Solved: Backing up a Distributed Splunk Installation

otes · ‎05-21-2018

Hi,

I am working on a distributed Splunk installation:

(1) Cluster Master (+License Master) VM
(1) Deployment Server (+Monitoring Console) VM
(1) Search Head VM
(3) Indexer VMs (in a cluster)

My question is in regards to backing up data on each non-indexer VM, and restoring it if needed.

I am striving for a high-availability Splunk installation. I understand I cannot run more than one CM or DS, so I am running only one of each. Therefore, if one of these VMs should fail I want it to auto-recover quickly.

(I am aware that I could run a Search Head cluster but the Search Head is not a critical part of the Splunk installation)

My installation is in Amazon Web Services (AWS).

The usual way to provide HA in AWS for a stateful VM that cannot be run in multiplicity for redundancy, is to run the 1 VM in an auto-scaling group of size 1. If the single VM fails, it will be re-launched from a VM template. The template's start-up script will re-install the Splunk server (per its specific type) automatically just as it was originally. This mechanism is working fine.

However, through the course of using and administering Splunk, the state (ex: the .conf files), will change. And in an auto-recover will lose those state changes.

Therefore, I would like to back-up all critical state in a way that is easy to auto-recover.

I have found these references:

(1) http://docs.splunk.com/Documentation/Splunk/7.1.0/Admin/Backupconfigurations
(2) http://docs.splunk.com/Documentation/Splunk/7.1.0/Indexer/Handlemasternodefailure
(3) https://docs.splunk.com/Documentation/Splunk/7.1.0/Admin/BackupKVstore

My questions are:

(A) Is the SPLUNK_HOME/etc directory in fact all I need to backup and recover for the CM, LM, DS and MC functions?

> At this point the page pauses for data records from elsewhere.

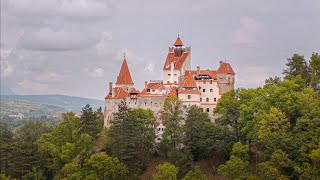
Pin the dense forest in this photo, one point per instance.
(269, 132)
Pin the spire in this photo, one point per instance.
(178, 41)
(189, 82)
(124, 76)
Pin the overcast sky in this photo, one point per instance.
(75, 47)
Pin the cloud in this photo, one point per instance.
(89, 10)
(26, 84)
(97, 72)
(6, 68)
(246, 34)
(48, 39)
(149, 68)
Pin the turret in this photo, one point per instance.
(225, 77)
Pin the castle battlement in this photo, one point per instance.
(193, 87)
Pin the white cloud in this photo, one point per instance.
(6, 68)
(247, 32)
(149, 68)
(97, 72)
(48, 39)
(26, 84)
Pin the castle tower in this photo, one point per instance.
(124, 79)
(177, 62)
(225, 77)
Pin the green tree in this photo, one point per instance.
(199, 133)
(6, 148)
(274, 130)
(237, 167)
(172, 116)
(166, 171)
(278, 167)
(26, 155)
(65, 143)
(130, 136)
(34, 174)
(92, 122)
(315, 71)
(197, 174)
(101, 166)
(297, 65)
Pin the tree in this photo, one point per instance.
(65, 143)
(315, 71)
(166, 171)
(129, 131)
(199, 133)
(238, 165)
(278, 167)
(172, 116)
(197, 174)
(26, 155)
(6, 148)
(34, 174)
(274, 130)
(297, 65)
(92, 122)
(101, 166)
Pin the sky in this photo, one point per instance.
(75, 47)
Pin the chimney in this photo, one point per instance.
(198, 70)
(110, 88)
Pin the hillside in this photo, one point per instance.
(12, 107)
(70, 103)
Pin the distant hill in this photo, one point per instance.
(28, 109)
(4, 90)
(70, 103)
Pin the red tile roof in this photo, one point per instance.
(155, 85)
(189, 85)
(225, 68)
(173, 92)
(133, 91)
(211, 73)
(119, 93)
(124, 74)
(178, 42)
(189, 81)
(177, 61)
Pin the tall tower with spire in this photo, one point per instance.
(124, 79)
(177, 62)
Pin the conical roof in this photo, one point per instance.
(189, 82)
(124, 76)
(178, 42)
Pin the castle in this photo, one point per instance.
(193, 87)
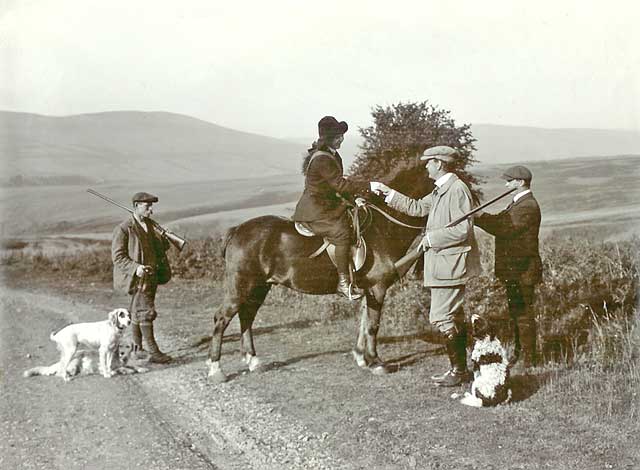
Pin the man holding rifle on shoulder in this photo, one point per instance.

Reference (1) implies this, but then reference (3) implies something else that needs to be backed up, so I'm worried I've missed yet something else that needs to be backed up.

(B) For recovery, after Splunk installation but before starting Splunk, is it OK to delete the entire SPLUNK_HOME/etc directory and replace it with the backed up /etc directory contents? (then restart Splunk)?

C) The recovery may be to a new VM. For example, with a new IP address. Do any of the backed-up contents need to be edited during recovery?

For example:

deploymentclient.conf contains a "clientName = " entry, that I assume needs to be updated if the machine's hostname changed?
server.conf contains the "site" setting. The recovered VM may be in a new site, so I assume the "site" setting needs to be updated?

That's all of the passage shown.